Somewhere in my questionable writings about questionable media I was about to write that the key to Japanese genre movies is that you are asked to accept one extraordinary thing, and the story moves on from that basis. I believe that was about the original Battle Royale – then I realized this was true of almost all genre fiction, and put that in the Stupid Stuff You Came Up With file, and didn’t say it. (This why I would never make it in the world of political punditry, and also why I still have a shot at getting into heaven.)
In any case, the Extraordinary Thing this time around is the Menger Sponge, an artificial substance that traps electromagnetic energy. In a sequence of newspaper clippings, it is revealed that the Sponge’s developers were hoping to use it to achieve anti-gravity, but that production of a large-scale Menger Sponge failed.
However, that is only after a sequence where a Canadian photographer (Kevin S. Smith) is given an envelope of money to take photos with Menger Sponge-treated Polaroid film in a deserted apartment in a dilapidated building. It’s not the first time he’s done this, but this time he is surprised to find an image of a ghostly child in a corner where there should be none. He dies almost instantly with a look of terror on his face.
The crippled scientist Hashimoto (Eguchi Yôsuke) has been heading the Menger Sponge development team for several years, and the Director (Tsukayama Masane) has had enough of his wasting funds, until Hashimoto reveals he has made the largest Menger Sponge ever – although it will still fit in his pocket. What the Director doesn’t know is that Hashimoto has spent the last few years ghost hunting – and he has finally found one, in that apartment. He asks the Director to pull some strings to assign the Special Forces operative Tung (Chang Chen) to his team.

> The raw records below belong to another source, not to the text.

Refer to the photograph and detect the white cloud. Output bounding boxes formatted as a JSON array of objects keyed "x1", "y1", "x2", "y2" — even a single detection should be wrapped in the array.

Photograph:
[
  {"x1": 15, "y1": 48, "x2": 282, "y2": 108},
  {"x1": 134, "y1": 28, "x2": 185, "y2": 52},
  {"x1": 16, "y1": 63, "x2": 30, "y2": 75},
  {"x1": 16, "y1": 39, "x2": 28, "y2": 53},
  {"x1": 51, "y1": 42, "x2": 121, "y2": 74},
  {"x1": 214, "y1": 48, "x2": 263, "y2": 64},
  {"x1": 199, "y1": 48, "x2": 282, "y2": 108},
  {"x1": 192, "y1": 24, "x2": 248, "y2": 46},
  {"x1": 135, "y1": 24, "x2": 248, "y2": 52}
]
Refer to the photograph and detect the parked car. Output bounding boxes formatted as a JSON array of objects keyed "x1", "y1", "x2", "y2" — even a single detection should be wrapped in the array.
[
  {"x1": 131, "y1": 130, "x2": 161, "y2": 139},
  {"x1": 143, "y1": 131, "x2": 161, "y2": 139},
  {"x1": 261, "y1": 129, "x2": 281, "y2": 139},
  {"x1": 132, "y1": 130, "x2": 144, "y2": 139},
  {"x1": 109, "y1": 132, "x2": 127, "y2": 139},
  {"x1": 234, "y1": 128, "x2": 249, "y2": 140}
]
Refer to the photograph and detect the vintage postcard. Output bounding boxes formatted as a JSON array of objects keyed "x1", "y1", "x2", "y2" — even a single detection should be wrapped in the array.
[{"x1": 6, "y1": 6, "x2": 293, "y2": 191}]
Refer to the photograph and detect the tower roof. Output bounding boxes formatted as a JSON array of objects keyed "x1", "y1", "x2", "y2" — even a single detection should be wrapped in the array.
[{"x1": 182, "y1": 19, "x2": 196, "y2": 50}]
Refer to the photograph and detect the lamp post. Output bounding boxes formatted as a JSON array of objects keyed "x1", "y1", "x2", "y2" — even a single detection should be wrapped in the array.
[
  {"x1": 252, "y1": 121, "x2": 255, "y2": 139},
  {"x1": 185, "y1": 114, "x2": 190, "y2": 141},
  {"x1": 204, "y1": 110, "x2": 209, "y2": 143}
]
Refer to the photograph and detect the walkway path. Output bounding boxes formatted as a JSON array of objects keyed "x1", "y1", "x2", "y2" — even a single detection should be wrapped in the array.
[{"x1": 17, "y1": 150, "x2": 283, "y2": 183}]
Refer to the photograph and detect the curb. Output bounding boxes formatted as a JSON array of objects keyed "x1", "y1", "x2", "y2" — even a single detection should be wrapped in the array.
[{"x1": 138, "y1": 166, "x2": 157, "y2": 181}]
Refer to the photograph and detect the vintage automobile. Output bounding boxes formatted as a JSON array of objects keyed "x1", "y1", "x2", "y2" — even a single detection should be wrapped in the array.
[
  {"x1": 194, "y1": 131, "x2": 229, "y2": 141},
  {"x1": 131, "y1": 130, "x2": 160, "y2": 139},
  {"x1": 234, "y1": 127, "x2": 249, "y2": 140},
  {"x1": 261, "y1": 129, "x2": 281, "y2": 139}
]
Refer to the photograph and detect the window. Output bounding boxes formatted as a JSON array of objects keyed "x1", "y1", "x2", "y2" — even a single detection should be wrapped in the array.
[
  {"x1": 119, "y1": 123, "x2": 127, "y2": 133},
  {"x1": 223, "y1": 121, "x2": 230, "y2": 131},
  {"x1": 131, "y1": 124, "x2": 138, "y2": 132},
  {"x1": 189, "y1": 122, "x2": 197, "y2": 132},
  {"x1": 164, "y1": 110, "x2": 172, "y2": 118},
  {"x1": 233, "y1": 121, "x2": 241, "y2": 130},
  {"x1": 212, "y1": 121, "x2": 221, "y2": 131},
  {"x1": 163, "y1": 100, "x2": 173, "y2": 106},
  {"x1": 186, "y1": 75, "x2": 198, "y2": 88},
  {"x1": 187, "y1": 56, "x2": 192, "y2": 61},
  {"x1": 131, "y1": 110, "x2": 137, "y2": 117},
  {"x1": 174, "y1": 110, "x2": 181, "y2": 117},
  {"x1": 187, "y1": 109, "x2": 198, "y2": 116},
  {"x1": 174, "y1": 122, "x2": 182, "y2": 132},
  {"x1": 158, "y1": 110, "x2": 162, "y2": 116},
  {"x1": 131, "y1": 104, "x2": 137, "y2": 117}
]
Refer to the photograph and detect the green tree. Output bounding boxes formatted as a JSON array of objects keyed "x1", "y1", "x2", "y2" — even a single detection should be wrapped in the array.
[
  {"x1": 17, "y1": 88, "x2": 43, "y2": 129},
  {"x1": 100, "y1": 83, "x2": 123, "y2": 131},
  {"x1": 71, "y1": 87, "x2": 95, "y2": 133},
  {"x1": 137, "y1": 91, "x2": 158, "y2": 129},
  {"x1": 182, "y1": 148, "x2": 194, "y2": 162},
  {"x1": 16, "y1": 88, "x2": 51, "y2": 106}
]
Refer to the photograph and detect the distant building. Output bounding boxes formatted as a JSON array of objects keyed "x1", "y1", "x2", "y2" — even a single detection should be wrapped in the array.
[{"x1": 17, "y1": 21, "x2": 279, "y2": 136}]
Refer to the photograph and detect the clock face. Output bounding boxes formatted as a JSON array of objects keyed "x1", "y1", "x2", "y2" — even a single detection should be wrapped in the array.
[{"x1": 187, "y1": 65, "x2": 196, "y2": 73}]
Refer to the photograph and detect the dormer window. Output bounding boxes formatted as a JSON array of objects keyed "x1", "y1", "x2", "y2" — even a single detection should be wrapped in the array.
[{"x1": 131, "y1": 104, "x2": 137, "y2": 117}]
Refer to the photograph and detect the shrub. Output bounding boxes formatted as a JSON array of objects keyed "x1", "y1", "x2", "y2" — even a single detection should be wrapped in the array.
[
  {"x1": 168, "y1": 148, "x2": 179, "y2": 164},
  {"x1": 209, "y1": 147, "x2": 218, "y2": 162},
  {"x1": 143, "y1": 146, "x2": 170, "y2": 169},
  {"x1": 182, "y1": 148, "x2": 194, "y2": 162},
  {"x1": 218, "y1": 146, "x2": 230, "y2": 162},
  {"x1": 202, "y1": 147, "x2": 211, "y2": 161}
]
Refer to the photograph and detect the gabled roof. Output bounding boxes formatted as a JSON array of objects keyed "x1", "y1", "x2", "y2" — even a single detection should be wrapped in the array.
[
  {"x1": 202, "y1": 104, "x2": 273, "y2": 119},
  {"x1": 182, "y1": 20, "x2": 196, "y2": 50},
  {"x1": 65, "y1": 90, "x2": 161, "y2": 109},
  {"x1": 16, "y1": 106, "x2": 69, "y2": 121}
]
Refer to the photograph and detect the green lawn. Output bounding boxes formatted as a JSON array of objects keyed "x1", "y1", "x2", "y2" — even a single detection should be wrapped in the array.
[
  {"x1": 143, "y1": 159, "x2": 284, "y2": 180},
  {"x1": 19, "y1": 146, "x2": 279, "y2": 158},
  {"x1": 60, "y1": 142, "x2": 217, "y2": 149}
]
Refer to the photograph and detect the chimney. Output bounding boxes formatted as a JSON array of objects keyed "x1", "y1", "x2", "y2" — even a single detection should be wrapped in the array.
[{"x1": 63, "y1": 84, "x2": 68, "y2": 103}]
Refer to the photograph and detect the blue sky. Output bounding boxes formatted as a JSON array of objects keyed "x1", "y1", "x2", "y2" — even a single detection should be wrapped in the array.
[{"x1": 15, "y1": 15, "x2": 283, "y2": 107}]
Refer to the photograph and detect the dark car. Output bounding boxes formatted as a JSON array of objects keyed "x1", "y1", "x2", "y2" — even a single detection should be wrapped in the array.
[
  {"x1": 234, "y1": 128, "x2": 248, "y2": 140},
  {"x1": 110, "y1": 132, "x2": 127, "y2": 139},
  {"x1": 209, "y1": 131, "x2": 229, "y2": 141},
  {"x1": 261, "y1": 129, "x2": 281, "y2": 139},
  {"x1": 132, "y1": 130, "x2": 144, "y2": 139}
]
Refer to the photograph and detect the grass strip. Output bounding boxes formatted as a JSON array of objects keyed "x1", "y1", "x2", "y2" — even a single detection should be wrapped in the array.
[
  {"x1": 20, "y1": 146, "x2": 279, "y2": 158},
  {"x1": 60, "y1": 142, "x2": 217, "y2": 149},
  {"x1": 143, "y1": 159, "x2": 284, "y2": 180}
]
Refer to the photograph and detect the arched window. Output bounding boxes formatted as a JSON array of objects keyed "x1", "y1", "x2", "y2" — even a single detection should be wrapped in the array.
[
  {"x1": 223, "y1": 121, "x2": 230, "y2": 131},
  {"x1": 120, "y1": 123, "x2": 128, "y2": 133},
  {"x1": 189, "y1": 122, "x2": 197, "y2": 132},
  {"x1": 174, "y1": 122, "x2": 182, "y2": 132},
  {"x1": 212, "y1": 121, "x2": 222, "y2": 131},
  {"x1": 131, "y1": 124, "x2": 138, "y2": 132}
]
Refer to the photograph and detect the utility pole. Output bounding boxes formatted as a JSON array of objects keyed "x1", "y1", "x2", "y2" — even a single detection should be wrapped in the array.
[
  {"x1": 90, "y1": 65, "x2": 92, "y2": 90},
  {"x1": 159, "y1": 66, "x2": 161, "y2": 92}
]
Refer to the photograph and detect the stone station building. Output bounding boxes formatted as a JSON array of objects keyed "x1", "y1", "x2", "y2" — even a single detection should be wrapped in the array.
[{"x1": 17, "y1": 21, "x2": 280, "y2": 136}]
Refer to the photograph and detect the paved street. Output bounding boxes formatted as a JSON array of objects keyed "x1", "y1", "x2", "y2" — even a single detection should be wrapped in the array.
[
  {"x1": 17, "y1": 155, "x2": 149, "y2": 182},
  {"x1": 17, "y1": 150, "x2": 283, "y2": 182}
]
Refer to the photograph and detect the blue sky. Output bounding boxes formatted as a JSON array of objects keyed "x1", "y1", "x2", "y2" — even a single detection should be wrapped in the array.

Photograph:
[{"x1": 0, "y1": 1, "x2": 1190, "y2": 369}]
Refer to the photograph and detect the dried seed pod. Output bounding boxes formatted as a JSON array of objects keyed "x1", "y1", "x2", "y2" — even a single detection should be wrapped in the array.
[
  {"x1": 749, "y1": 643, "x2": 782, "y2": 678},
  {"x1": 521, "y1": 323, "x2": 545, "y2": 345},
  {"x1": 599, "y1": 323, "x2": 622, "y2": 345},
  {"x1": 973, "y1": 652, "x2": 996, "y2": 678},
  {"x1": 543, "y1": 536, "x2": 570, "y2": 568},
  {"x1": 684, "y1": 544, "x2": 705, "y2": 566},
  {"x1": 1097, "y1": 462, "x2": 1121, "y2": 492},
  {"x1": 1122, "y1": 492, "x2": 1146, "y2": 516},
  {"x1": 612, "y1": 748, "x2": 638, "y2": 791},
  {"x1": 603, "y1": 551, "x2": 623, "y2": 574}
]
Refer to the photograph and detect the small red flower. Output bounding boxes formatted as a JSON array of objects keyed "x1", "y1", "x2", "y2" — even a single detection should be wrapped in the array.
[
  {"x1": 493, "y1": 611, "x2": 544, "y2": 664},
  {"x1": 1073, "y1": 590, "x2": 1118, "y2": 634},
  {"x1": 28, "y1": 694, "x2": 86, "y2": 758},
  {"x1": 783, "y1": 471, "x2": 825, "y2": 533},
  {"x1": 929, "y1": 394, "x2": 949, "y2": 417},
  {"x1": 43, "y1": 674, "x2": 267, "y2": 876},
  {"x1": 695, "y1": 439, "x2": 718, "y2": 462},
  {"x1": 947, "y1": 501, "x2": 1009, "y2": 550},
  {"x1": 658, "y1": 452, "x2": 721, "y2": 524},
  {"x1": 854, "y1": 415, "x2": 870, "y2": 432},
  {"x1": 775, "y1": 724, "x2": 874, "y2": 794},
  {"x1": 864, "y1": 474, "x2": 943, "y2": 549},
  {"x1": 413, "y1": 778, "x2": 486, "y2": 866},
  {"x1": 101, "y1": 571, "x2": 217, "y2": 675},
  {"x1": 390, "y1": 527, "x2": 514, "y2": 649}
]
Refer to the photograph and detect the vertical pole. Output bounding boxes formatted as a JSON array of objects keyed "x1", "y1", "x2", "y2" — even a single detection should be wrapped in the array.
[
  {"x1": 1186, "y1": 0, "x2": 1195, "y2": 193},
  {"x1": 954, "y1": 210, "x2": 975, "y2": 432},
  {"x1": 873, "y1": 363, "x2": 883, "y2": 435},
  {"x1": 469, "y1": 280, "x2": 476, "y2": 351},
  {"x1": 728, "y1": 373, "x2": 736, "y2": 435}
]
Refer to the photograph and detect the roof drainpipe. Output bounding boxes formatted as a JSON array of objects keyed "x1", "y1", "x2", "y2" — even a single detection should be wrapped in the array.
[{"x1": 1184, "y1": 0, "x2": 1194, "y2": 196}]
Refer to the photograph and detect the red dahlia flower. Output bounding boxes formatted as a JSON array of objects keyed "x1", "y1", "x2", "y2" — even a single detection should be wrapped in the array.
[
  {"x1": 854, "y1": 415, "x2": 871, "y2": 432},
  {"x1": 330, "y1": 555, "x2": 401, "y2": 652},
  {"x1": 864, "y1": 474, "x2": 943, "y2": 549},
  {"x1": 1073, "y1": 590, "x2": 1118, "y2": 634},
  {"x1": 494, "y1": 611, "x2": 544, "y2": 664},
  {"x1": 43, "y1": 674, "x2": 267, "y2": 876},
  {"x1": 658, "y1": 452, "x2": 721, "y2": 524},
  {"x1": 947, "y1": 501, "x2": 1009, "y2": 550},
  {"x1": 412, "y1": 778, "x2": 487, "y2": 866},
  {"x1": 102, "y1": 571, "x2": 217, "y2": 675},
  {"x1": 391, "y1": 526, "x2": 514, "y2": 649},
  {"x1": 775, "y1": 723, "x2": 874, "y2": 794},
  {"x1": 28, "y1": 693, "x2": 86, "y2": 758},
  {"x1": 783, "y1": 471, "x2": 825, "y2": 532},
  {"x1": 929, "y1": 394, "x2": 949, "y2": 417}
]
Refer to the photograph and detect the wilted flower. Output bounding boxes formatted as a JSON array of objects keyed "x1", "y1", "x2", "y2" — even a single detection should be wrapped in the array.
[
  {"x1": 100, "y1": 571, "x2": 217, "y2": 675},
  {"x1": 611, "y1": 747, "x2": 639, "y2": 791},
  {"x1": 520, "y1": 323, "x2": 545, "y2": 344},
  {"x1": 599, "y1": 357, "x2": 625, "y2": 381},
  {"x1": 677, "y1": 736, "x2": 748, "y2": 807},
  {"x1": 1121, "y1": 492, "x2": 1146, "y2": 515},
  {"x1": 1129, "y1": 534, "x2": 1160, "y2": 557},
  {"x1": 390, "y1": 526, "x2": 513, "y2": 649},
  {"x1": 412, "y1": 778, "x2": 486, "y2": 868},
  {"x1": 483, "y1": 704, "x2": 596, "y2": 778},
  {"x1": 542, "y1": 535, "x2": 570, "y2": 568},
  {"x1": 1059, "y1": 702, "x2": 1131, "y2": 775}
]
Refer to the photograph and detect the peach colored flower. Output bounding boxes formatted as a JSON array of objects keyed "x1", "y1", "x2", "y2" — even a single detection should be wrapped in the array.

Hashimoto wants Tung because he has exceptionally sharp vision and the ability to read lips – both necessary as he has trapped the ghost of a young boy in that room with Menger Sponge material. The teams has also developed Menger Sponge eye drops allowing people to actually see the ghost, but only Tung can see an eerie strand of energy – the silk of the title – that connects the ghost to other locations. Hashimoto hopes that Tung can discover the boy’s identity, how he died, and where he is buried – because, of course, Hashimoto has other goals beside developing anti-gravity.
Gui si is a well-developed mystery wrapped in a ghost story with some remarkable horror movie moments, since it is discovered that if you look a ghost in the eyes, they can then see you, and inevitably kill you – and the eye drops make that much more likely. Although the eye contact’s not really necessary if a ghost suddenly turns vengeful – and the events of the movie will ensure that a really ticked-off ghost will start tracking down the members of the team with murder on its spectral mind.
An extra layer of meaning is laid on by Tung’s backstory – his mother has been in a coma for years, apparently, but Tung refuses to turn off her life support, even if the doctors say she is suffering. Like Hashimoto, he, too, needs some questions answered about the afterlife.
It’s these layers in Gui si that surprised me, and the fact that the climactic ghost sequences launched into the operatic, and even the heartbreaking, that completely sold me. I had to make an effort to seek this movie out, and having now seen its quality, that surprises me even more.